葉が大きく茂るので、ある程度広いスペースが必要です。
水やり
鉢植えの場合、土の表面が乾いたら鉢底からあふれるほどたっぷりと与えます。
水切れしないよう注意しましょう。
庭植えの場合、ほとんど必要ありません。
自然に降る雨だけで大丈夫です。
ただし、晴天が続き、ひどく乾燥している場合にはたっぷり与えましょう。
肥料
植え付けの際に元肥を施します。
また、花をしっかり咲かせるため、芽が出る前(早春)、花が咲き終わった後(お礼肥え)、翌年の花芽ができる秋、にそれぞれ化成肥料を施します。
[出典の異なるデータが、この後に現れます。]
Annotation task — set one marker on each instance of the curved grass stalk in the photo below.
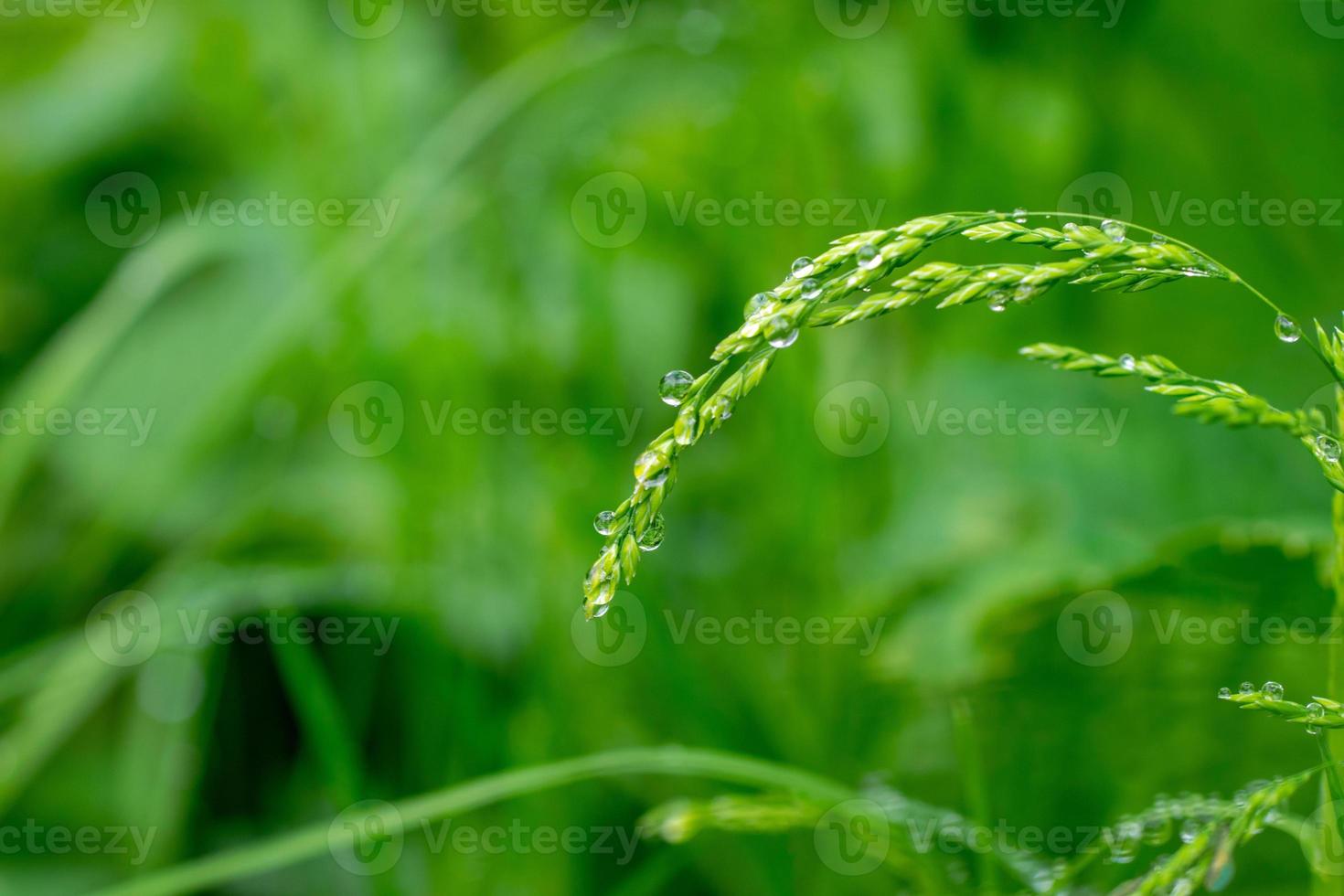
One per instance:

冬に寒肥として有機質の固形肥料を与えてもいいでしょう。
用土
鉢植えの場合、8号以上の大鉢を用意しましょう。
根をしっかり張らせます。土を配合する場合は、赤玉土中粒4:鹿沼土4:腐葉土2などで用意し、混ぜ合わせます。
庭植えの場合、土を掘り起こし、よく耕します。
有機物に富んだ肥沃な土が好ましいので、堆肥や腐葉土などをすき込みましょう。
葉によく日が当たりつつ、地表は影になっているのが理想です。
株元をマルチングするなどして、地温の上昇と乾燥を防ぎましょう。
温度
冬は地上部が枯れ、地中の根だけの状態になりますので、特別な冬越し対策は必要ありません。
夏は、乾燥しないよう気を付けます。
シャクヤクを育てるときのポイント
選び方
園芸店などで苗を購入します。
葉がついている場合は、葉にツヤがあって、色が良いもの、しっかりしている苗を選びます。
病害虫の跡がないかどうか確認しましょう。
植え付け・植え替え
9月~10月が適しています。
日当たりを好みますが、西日が強くあたって乾燥するような場所は避けましょう。
植え付け後、あまり植え替えに向きません。
また、大きく育つので、広いスペースが必要です。
植える場所を最初によく考えましょう。
鉢植えの場合、鉢に根が回ったら、2~3年に1回、秋に一回り大きな鉢に植え替えます。
剪定・切り戻し
1本の茎に複数の蕾がついている状態で育てると花が小さく、咲かないものが出ます。
頂点の大きな蕾だけを残し、他の蕾を摘み取ります。
花が咲き終わった後は、早めに花がらを切り取ります。
病気を予防し、株の消耗を防ぎます。
シャクヤクは冬になると地上部が枯れます。
晩秋に枯れた茎を地面の際で切ります。
増やし方
株分けで増やせます。
9月頃が適期です。
根をなるべく切らないように注意して、株分けします。
分けるとき、一株に3個以上芽が残るようにし、葉は半分ほどに切っておきます。
気を付けるべき病気・害虫
病気
うどんこ病、灰色かび病などに気を付けましょう・
うどんこ病はカビが原因です。
うどん粉をまぶしたように白っぽくなります。
灰色かび病は蕾が被害にあうと茶色くしおれて花が咲きません。
害虫
アブラムシ、ネコブセンチュウ、コウモリガの幼虫、ヨトウムシにご注意ください。
殺虫剤・殺菌剤
灰色かび病を防ぐため、あらかじめ殺菌剤を散布します。
芽が出てから開花までの間、2~3回に分けてベンレート水和剤などを散布します。